A Colorado ballot initiative that proposes statewide healthcare to all residents collected enough to signatures to ensure that the proposal will be on the ballot in 2016.

If enacted, ColoradoCare would make the Centennial State the first in the nation to opt out of, and replace, the federal Patient Protection and Affordable Care Act — better known as Obamacare — with a more comprehensive state system, the Associated Press reported

"The United States is at least a half-century behind the rest of the developed world in providing quality health care for everyone and saving money," Lyn Gullette, the initiative's campaign manager, said in a press statement. "Colorado is a beacon for realizable hope for solving those problems. Thank you, Coloradans. Let's take it to the voters."

According to the press release, ColoradoCare qualified for the ballot by delivering 158,831 signatures, of which 109,134 were ruled valid, to the office of Secretary of State Wayne W. Williams. The figure was more than 10,000 above the required threshold of 98,492.  

Mic/Getty Images

The crux of the campaign to voters will be that despite the expansions provided by the Affordable Healthcare Act, 400,000 Coloradans will be left without health insurance. "In our state, there are people walking around with asthma or diabetes who can't get treatment because they don't have health coverage," said T.R. Reid, journalist and author of The Healing of America, in a campaign video. "In Colorado, there are kids going to school with an earache or a toothache because their parents can't afford health care. We shouldn't allow this."

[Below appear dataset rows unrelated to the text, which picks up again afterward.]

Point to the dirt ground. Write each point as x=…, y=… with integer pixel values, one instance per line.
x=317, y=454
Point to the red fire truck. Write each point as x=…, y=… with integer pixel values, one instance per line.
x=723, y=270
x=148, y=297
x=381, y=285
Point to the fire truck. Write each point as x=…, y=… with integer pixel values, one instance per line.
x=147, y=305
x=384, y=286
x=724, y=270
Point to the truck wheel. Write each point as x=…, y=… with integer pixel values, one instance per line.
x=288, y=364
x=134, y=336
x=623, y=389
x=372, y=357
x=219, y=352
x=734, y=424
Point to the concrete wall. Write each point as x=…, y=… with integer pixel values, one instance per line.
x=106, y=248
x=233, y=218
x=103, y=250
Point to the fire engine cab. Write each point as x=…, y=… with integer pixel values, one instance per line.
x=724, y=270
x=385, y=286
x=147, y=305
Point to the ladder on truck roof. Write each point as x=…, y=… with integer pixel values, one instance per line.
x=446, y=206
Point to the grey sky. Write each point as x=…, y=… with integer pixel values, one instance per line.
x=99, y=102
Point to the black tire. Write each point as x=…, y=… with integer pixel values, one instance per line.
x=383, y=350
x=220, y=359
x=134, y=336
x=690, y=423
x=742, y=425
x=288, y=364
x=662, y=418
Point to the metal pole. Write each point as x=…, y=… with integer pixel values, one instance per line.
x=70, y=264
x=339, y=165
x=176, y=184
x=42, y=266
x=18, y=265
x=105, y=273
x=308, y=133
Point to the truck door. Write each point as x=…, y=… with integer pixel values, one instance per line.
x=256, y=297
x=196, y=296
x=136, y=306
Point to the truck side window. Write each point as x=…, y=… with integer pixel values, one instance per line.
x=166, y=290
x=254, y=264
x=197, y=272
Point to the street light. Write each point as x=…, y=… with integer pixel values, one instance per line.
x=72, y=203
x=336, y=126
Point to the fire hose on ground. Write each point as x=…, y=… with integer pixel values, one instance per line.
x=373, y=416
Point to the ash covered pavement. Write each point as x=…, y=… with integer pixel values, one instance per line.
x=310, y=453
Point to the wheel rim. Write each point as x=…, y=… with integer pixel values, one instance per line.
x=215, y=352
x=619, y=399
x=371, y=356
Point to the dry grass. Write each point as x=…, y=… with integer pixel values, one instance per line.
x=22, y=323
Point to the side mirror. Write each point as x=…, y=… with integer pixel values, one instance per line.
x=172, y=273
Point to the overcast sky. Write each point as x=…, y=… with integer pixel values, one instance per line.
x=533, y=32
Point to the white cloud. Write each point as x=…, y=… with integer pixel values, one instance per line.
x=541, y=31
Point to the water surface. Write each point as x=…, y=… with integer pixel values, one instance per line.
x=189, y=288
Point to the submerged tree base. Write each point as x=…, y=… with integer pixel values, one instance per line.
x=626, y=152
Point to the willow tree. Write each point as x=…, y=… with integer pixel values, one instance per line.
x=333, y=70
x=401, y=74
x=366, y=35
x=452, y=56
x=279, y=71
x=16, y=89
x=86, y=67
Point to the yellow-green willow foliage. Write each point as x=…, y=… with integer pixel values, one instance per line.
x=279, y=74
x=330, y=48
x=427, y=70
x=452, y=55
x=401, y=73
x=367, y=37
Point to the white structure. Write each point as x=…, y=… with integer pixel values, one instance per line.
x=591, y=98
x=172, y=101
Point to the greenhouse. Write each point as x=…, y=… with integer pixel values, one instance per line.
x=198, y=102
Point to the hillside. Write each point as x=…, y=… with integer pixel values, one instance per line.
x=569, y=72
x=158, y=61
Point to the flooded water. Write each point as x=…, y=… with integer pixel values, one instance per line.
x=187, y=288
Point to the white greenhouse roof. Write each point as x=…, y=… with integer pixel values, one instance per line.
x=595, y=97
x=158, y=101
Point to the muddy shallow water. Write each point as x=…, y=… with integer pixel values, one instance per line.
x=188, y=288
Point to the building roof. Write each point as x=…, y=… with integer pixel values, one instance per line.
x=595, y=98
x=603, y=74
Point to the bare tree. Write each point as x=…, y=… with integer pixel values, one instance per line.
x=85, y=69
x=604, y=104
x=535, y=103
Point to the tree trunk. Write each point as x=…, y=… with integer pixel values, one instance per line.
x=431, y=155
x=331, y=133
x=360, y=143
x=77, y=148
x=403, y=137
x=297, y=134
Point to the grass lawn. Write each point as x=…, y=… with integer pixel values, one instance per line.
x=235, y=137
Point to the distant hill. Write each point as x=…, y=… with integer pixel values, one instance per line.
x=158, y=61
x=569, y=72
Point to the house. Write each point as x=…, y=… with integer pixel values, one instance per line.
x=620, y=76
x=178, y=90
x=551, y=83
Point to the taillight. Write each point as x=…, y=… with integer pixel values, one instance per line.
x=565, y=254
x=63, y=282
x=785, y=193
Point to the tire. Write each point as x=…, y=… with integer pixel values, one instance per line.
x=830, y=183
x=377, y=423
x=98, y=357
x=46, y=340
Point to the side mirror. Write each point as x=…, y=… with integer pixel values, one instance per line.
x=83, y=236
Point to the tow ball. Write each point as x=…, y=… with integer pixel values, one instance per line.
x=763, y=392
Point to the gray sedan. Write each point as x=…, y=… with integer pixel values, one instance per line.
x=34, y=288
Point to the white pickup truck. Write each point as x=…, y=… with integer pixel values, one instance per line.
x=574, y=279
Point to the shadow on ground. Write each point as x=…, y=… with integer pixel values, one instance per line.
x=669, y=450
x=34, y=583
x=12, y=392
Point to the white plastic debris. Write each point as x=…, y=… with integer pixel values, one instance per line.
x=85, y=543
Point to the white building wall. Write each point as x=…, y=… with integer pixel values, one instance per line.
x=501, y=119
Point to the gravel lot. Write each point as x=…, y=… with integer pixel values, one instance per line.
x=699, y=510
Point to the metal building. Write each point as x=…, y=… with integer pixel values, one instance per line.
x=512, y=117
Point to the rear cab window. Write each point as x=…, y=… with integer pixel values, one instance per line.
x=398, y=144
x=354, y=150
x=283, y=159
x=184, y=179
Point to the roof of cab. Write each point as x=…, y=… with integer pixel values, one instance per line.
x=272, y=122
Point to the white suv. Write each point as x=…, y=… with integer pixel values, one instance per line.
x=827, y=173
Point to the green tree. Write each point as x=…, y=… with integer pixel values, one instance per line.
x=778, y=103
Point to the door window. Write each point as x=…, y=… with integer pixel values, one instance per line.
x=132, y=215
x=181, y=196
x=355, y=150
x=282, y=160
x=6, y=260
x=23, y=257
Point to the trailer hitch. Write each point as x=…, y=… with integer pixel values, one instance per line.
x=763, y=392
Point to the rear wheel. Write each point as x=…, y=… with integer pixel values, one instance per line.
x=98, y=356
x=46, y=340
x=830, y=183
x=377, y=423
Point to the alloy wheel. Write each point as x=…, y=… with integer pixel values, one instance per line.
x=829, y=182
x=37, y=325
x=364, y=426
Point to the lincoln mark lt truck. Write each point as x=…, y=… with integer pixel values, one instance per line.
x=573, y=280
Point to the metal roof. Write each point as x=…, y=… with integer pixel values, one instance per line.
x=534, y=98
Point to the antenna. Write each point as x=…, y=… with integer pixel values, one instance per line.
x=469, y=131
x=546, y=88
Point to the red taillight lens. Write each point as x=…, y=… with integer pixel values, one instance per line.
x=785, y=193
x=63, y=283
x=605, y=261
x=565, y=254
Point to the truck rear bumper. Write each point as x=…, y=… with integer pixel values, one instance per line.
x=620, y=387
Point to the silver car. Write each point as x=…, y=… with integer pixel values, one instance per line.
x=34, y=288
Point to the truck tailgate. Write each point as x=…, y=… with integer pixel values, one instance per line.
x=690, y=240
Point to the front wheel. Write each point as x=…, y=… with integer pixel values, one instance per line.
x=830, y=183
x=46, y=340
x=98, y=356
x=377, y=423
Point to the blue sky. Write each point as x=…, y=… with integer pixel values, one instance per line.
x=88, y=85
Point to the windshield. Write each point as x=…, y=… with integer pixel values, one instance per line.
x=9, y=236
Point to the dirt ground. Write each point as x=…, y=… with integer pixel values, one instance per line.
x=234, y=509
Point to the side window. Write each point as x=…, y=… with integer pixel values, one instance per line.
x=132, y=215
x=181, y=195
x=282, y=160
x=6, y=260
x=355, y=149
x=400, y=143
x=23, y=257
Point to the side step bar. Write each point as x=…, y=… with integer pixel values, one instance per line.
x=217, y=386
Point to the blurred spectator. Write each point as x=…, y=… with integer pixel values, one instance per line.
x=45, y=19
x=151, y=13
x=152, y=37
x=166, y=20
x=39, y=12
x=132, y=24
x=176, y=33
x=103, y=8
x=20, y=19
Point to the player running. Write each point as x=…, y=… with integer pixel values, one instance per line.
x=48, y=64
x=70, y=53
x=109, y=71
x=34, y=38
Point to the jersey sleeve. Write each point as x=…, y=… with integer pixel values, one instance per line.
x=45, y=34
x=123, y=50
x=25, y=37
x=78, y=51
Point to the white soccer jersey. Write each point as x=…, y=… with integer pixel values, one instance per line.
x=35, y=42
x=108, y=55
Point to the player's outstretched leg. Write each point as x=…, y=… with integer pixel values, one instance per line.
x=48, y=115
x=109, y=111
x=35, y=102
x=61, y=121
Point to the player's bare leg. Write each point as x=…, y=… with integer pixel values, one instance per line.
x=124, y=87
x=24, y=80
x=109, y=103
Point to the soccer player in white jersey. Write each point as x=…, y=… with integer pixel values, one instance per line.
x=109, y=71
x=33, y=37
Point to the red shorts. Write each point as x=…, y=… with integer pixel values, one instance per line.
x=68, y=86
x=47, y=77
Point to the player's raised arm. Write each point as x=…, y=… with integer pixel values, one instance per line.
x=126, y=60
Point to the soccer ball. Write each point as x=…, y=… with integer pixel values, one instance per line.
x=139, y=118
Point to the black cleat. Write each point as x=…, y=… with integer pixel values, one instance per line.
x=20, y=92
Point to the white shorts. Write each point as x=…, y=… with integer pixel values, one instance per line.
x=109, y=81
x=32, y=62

The plan calls for a blanket guarantee of health coverage for all Colorado residents by replacing current premiums, deductibles and most copays with a payroll tax that would be jointly covered by employers and workers. According to ColoradoCare, the new system would save $5 billion by removing "administrative expenses" relating to insurance providers and by allowing bulk rate negotiation with pharmaceutical companies.

The campaign has boldly called the plan "Medicare for all." 

Mic/Vimeo

It won't, of course, be easy, and it is far from clear whether promises of $5 billion in savings will be enough to sustain the project, or indeed allow it to materialize at all. Indeed, recent history with health care expansion would argue that it's a heavy lift. In 2011, Vermont instituted a single-payer system in the state, only to abandon it three years later in the face of mounting costs.

And while modeling a state health program on Medicare's comprehensive approach may be appealing to voters, the federal program — while far from insolvent — continues to eat a growing share of the United States gross domestic product. According to the Center on Budget and Policy Priorities, 2014 spending, which constitutes 3.5% of the GDP, will rise to 5.4% by 2035.

Nevertheless, with Colorado a likely battleground state in the 2016 presidential elections, the issue is certain to become a point of contention among candidates in the coming months.